La violenza scatenata dall'esercito israeliano cerca di destabilizzare l'Autorità
Palestinese, lasciandole solo la scelta della propria fine: accettare di trasformarsi
in una forza di supporto all'esercito israeliano promuovendo una vasta repressione
non solo rivolta contro i comandi islamisti, ma anche contro qualsiasi espressione
di resistenza alla occupazione israeliana; oppure respingere questo ruolo
miserabile, e passare nelle liste di Bush dallo status di rappresentanza inefficace
ma legittima del popolo palestinese a quello di organizzazione terrorista
incurabile. Sino ad ora il presidente degli USA esita a dare luce verde a
Sharon, che d'altro canto fa il possibile per convincere Washington che non
c'è nulla da sperare dalla Autorità Palestinese e dal suo capo. Ancora
una volta Arafat ha risposto con le manovre: ha arrestato qualche militante
delle liste inviate dalla CIA, e allo stesso tempo si rifiuta di attaccare
i partiti e le istituzioni islamiste o di opposizione, con le quali negozia
una sospensione degli attentati contro Israele. Se il governo di Israele cercasse
la sicurezza dei suoi cittadini, dovrebbe essere soddisfatto delle misure
prese da Arafat. Ma Sharon non è affatto preoccupato di provocare nuovi
attentati basta che questi spingano l'amministrazione americana a porre l'Autorità
Palestinese fuori gioco mettendo così la parola fine sul "processo
di pace". I palestinesi vorrebbero riprendere le negoziazioni sulla base
di quanto era stato ottenuto a Taba un anno fa.
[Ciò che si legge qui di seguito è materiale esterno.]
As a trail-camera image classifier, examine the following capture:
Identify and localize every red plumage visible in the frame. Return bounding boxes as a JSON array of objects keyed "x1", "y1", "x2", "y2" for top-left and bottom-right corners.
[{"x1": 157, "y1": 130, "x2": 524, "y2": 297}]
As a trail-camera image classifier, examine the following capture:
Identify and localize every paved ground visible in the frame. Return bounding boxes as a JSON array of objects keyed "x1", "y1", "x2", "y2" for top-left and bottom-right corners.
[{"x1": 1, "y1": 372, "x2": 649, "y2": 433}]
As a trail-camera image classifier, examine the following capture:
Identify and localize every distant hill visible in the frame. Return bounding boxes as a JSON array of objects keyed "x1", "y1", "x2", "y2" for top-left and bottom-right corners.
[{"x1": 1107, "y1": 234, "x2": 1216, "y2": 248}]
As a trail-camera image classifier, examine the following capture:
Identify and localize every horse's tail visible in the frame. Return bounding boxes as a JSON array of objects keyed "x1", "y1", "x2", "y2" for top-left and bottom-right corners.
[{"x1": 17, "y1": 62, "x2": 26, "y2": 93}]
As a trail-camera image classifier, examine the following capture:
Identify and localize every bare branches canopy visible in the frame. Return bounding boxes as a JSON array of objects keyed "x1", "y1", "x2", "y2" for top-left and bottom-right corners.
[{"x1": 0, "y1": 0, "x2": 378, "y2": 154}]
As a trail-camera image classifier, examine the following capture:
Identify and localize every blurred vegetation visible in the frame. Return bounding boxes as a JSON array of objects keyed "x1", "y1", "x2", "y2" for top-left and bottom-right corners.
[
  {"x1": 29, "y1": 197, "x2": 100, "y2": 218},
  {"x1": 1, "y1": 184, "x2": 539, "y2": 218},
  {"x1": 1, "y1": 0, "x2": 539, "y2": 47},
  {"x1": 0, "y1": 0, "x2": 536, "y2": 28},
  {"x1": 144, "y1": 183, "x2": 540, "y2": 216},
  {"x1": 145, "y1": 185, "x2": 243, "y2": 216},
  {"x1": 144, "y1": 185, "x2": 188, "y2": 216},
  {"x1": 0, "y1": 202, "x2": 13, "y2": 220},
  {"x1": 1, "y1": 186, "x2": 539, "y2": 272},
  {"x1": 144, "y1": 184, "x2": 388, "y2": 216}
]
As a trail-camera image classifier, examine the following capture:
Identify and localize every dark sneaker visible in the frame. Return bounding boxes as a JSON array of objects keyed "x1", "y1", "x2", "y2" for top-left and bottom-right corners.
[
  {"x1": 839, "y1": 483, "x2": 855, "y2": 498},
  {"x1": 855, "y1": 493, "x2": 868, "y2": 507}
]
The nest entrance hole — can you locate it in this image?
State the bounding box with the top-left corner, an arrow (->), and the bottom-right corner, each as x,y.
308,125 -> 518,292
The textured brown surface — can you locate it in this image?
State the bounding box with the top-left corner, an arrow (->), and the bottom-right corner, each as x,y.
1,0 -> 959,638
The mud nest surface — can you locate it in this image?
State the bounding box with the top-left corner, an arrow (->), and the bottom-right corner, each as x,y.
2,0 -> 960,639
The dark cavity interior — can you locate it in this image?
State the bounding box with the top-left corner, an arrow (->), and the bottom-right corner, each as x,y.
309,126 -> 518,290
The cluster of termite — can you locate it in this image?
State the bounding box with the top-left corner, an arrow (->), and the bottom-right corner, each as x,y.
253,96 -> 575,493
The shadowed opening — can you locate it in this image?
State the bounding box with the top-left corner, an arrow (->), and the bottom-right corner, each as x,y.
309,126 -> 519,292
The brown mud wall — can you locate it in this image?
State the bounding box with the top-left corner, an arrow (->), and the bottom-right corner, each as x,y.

Vari dirigenti palestinesi
hanno appena pubblicato con deputati del Meretz e della sinistra laburista,
un documento comune che indica le grandi linee del possibile accordo. Arafat
ha dato il suo assenso. Ma Sharon e Peres si sono detti ferocemente contrari.
Al più il primo ministro israeliano ha autorizzato negoziazioni solo
con un cessate il fuoco totale. Se davvero accadesse tale miracolo, un dirigente
palestinese verrebbe assassinato in modo da provocare una risposta e provare
così che Arafat non è sincero nei suoi impegni di por fine alla
resitenza armata contro l'occupazione. Il proseguimento degli atti di violenza
israeliani è inevitabile, e di conseguenza anche la ripresa della resistenza
armata palestinese, che si è attenuata sensibilmente. Solo un intervento
internazionale può far cessare la violenza e imporre una ripresa dei
negoziati. Ma anche gli stati più critici di fronte alla politica israeliana,
come la Francia, continauno a comparare Israele con i Palestinesi, rifiutando
di assumere le iniziative di contrasto indispensabili, sanzioni ad esempio,
che aiuterebbero a far emergere un movimento di opposizione alla politica
di Sharon nel seno della società israeliana. La gravità della
crisi economica che attraversa Israele garantirebbe l'efficacia di tali sanzioni:
è disoccupato circa il 10% della popolazione attiva e secondo una nota
della Banca di Israele, circa il 10% delle imprese corrono il rischio di chiudere
nel 2002. L'insicurezza economica va oggi ad aggiungersi all'insicurezza provocata
dagli attentati e questa combinazione può a medio termine aprire gli
occhi a una parte dell'opinione pubblica che sino ad ora continua ad appoggiare
Sharon e la sua politica.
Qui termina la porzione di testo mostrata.